Kuala Lumpur (The Star/ANN) - It was a tearful reunion for Remban Mawang and his daughter Rose after he had been held at logging camp in Papua New Guinea for nearly three weeks.
Remban was reunited with his daughter at the Umno Youth community complaints bureau in Solaris Dutamas.
Remban along with fellow Malaysians from the state of Sarawak, Jeri Ebet and his son Richie, were held in isolation for 17 days since April 20 at the camp in Kimbe, Papua New Guinea.
"We were told to stay indoors and there were guards outside armed with parang," Remban said.
"The amenities there were crude and they barely fed us, but we managed to survive off the tapioca and palm fruits we found on the compound.

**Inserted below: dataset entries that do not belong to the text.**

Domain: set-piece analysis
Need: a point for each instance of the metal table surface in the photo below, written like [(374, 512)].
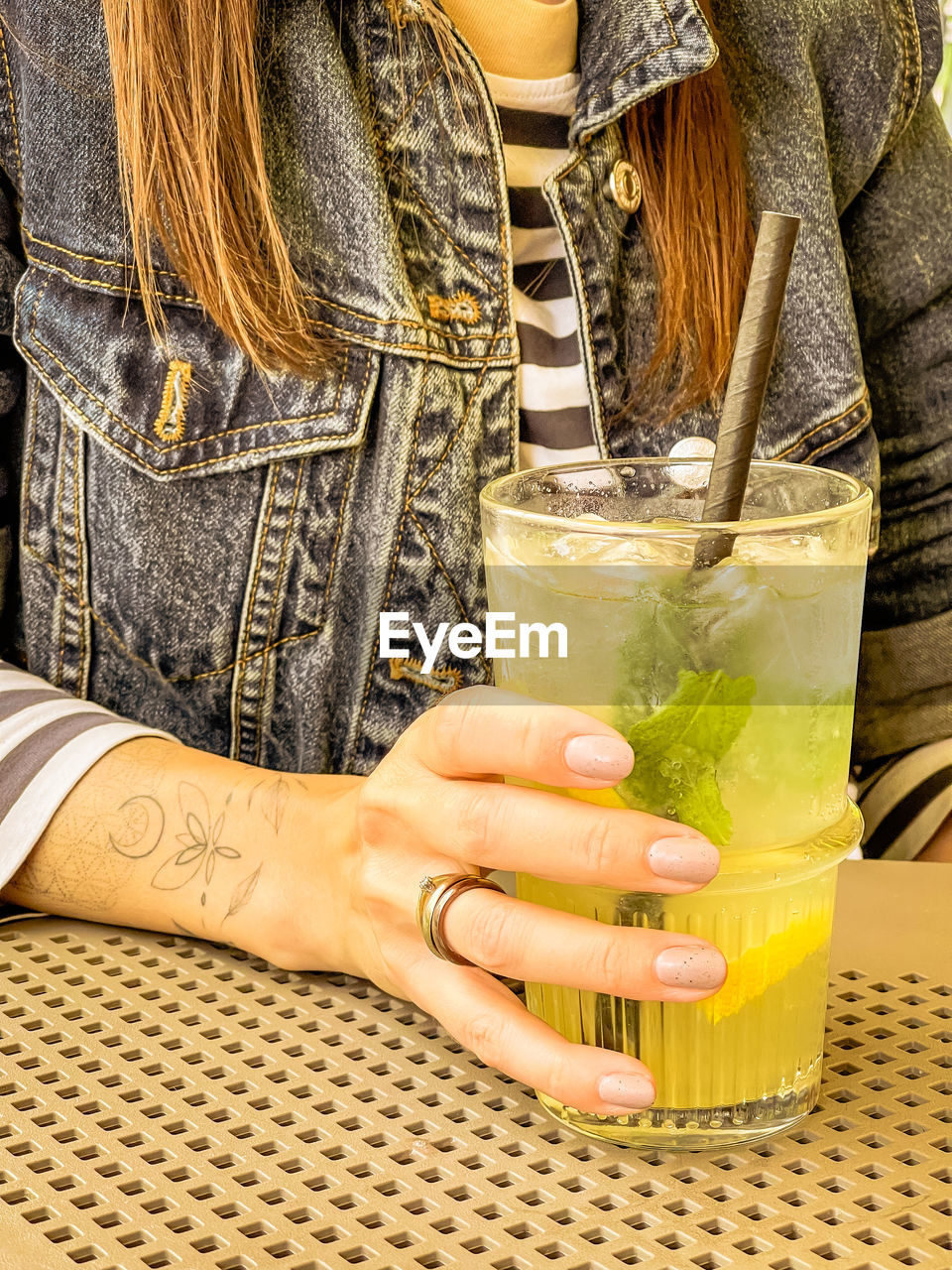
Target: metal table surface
[(171, 1102)]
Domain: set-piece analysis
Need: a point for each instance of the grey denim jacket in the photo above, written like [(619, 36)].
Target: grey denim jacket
[(208, 552)]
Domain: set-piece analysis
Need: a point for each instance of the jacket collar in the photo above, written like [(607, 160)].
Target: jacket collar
[(631, 49)]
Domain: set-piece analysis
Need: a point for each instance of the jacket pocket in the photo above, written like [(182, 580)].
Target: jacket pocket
[(182, 518), (195, 405)]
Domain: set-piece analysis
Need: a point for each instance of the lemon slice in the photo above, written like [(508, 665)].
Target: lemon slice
[(760, 968), (601, 798)]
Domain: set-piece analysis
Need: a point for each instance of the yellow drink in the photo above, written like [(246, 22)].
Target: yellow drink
[(734, 686), (747, 1061)]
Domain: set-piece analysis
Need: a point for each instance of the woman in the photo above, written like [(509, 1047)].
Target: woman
[(272, 352)]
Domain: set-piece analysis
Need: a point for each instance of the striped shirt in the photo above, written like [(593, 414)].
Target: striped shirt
[(555, 414), (49, 740)]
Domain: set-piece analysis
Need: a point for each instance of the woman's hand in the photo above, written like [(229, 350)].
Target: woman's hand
[(435, 806)]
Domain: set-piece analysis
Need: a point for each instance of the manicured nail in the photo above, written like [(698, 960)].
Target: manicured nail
[(603, 758), (690, 968), (626, 1091), (683, 858)]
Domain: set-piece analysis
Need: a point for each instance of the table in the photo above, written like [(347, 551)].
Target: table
[(171, 1102)]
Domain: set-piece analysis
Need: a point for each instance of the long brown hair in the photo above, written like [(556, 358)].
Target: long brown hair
[(185, 80)]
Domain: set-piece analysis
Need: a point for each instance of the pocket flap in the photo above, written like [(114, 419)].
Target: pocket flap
[(194, 407)]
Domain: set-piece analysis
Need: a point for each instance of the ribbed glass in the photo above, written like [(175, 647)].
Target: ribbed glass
[(747, 1062)]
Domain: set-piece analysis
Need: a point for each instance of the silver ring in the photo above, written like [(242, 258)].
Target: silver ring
[(434, 897)]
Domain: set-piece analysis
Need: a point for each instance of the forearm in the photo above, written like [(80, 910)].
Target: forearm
[(171, 838)]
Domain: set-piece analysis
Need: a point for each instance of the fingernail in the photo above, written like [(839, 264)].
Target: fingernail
[(626, 1091), (683, 858), (603, 758), (690, 968)]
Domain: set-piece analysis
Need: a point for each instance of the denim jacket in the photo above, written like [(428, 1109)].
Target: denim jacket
[(207, 550)]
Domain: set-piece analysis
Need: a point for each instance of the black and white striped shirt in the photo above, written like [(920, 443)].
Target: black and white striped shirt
[(555, 417)]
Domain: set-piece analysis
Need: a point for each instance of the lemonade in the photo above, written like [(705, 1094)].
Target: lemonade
[(735, 688)]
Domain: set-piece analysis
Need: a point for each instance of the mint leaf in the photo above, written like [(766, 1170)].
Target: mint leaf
[(678, 747)]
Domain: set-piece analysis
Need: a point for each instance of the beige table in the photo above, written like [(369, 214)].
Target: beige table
[(166, 1102)]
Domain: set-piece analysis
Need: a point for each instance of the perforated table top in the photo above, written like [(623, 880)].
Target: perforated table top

"We had no idea why we were being held.
As we weren't allowed to work, the company did not send money back to our families either," said Remban.
The three Sarawakians went to Papua New Guinea last December after being offered lucrative jobs in the logging industry there by middlemen in Miri.
The middlemen said they would pay each of the men's families 1,500 ringgit (US$501) a month.
When the payment was not made to Remban's family in April, his daughter Rose suspected something amiss and lodged a report with the police and the complaints bureau on May 4.
"The middlemen had sent Remban and his friends abroad without a work permit, effectively making them illegal immigrants," said bureau chairman Datuk Khairun Aseh.
The bureau contacted the Malaysian High Commission in Papua New Guinea for assistance to locate the men and negotiate their release.
"After discussions between the high commission and the logging company, the three men were sent home via Singapore on May 7," said Khairun.
The high commission was still looking for other six Sarawakians who were reported missing in the country.
However, it faced difficulties locating them as they had no contact and information on their whereabouts.